Canada inaugurates nation’s first architectural tribute to victims of Nazi genocide
Daniel Libeskind’s Star of David-themed memorial to victims of the Holocaust has opened to the public in the Canadian capital city of Ottawa.
The architect was part of a team with Gail Lord of Lord Cultural Resources, artist Edward Burtynsky, landscape architect Claude Cormier and Holocaust scholar Doris Berger that beat five other shortlisted teams for the £5.4m project in 2014. Among the rival bids were proposals from David Adjaye and Ron Arad.
The National Holocaust Monument has been enabled by a government act and is intended to honour victims and recognise Canadian survivors.
Conceived as an ”experiential environment” the memorial is comprised of six triangular concrete volumes configured to create the points of a star, the same symbol millions of Jews were forced to wear by the Nazis to identify their ethno-religious group, exclude them from mainstream society and mark them for extermination. The triangular spaces represent the badges other persecuted groups were forced to wear.
Large-scale black-and-white photographs of death camps, killing fields and other Holocaust-related sites are embedded in the walls of the triangular spaces. They are designed to change with the light conditions and movement of the viewer.

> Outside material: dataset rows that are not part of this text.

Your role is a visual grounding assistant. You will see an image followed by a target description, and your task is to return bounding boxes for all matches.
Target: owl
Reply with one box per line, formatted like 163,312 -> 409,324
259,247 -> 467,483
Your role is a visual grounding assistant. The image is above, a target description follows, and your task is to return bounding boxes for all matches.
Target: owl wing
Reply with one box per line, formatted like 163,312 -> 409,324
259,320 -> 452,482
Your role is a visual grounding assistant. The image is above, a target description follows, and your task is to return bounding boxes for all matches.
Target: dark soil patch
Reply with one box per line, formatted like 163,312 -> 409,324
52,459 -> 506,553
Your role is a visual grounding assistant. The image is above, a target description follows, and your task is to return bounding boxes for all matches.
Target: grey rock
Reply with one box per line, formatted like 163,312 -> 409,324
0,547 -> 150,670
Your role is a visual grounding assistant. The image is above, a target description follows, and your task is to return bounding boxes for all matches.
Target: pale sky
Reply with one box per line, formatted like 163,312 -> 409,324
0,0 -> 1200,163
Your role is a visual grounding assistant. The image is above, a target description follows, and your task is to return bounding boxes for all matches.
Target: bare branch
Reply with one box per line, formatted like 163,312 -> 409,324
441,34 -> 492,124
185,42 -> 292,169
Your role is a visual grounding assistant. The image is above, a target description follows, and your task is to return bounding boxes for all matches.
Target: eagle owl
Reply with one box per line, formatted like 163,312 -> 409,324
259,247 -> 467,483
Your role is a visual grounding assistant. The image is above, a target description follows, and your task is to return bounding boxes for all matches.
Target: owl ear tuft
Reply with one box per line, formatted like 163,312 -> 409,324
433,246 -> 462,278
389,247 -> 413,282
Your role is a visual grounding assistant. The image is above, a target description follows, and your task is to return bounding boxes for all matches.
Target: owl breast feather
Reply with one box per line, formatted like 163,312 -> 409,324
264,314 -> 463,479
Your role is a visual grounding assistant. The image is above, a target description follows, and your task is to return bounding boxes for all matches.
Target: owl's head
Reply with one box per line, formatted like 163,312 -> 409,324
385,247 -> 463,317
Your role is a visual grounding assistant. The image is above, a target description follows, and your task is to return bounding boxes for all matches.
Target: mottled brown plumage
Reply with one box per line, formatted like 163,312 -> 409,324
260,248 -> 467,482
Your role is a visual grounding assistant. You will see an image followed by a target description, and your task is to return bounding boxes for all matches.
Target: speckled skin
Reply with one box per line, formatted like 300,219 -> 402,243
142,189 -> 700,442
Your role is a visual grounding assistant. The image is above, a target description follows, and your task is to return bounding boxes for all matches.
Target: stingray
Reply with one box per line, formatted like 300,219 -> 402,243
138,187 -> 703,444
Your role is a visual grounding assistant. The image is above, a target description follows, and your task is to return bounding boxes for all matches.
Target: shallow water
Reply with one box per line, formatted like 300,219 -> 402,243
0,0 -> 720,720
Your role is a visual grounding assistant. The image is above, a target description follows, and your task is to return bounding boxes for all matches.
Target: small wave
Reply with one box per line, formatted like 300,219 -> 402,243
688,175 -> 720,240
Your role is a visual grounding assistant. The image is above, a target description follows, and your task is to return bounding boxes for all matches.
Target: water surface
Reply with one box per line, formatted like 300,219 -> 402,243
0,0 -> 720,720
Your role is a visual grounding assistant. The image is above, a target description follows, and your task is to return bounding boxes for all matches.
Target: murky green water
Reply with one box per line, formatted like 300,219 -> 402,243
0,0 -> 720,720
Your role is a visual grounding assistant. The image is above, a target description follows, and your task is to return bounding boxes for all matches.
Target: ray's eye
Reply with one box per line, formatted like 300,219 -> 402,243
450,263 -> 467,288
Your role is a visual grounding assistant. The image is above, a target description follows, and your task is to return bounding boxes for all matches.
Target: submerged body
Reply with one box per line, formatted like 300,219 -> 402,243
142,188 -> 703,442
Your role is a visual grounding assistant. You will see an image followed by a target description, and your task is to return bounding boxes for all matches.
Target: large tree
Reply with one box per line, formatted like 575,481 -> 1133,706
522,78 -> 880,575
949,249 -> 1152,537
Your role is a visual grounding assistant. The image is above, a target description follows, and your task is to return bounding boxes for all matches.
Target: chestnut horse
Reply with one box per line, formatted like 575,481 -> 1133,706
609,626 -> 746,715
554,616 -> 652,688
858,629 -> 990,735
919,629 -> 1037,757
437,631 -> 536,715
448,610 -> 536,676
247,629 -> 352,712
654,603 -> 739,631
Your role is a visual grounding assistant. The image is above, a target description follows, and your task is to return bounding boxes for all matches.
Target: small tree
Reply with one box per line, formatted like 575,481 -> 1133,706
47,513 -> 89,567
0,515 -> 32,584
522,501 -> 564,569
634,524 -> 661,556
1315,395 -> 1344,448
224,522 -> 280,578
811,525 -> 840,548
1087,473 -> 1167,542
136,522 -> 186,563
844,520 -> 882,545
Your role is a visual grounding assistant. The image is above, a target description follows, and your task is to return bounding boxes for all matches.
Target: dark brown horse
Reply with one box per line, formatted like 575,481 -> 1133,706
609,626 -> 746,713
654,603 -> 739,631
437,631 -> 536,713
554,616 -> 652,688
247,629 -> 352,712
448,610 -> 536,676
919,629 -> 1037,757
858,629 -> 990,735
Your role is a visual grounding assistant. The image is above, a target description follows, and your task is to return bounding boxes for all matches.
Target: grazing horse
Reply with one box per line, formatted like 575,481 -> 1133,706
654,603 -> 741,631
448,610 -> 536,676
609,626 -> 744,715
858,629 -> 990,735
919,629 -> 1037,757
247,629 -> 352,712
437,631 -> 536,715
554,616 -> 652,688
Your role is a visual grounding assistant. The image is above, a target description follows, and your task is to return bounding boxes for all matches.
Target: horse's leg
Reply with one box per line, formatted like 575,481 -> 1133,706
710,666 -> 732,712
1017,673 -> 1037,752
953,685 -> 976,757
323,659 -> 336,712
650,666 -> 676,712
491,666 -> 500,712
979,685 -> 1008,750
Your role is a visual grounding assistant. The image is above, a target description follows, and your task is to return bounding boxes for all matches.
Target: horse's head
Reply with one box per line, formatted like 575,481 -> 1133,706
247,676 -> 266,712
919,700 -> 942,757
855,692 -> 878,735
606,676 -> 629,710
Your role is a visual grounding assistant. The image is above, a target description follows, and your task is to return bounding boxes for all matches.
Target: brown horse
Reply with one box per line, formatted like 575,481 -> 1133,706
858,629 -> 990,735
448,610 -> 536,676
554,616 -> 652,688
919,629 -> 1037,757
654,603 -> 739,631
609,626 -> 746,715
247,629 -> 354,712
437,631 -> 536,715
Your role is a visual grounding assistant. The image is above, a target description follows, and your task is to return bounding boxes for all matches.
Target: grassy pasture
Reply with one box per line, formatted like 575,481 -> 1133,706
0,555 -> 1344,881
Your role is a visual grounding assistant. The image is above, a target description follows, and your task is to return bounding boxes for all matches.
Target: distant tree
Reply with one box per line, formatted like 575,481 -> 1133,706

Libeskind said the structure aimed to combine architecture, art, landscape and scholarship at the same time as conveying a “powerful message” of the enduring strength of humanity.
“The memorial, or the monument, is really a public space that is based on the Star of David but also the triangles that were worn by the Roma, homosexuals, political prisoners and people with mental and physical disabilities,” he said.
“It is dedicated to those victims of Nazis and fascism and bigotry and of racism.”
He added that the memorial’s surrounding landscape of coniferous trees would evolve over time in a way that was representative of the way that Canadian survivors of the Holocaust and their children had contributed to the nation.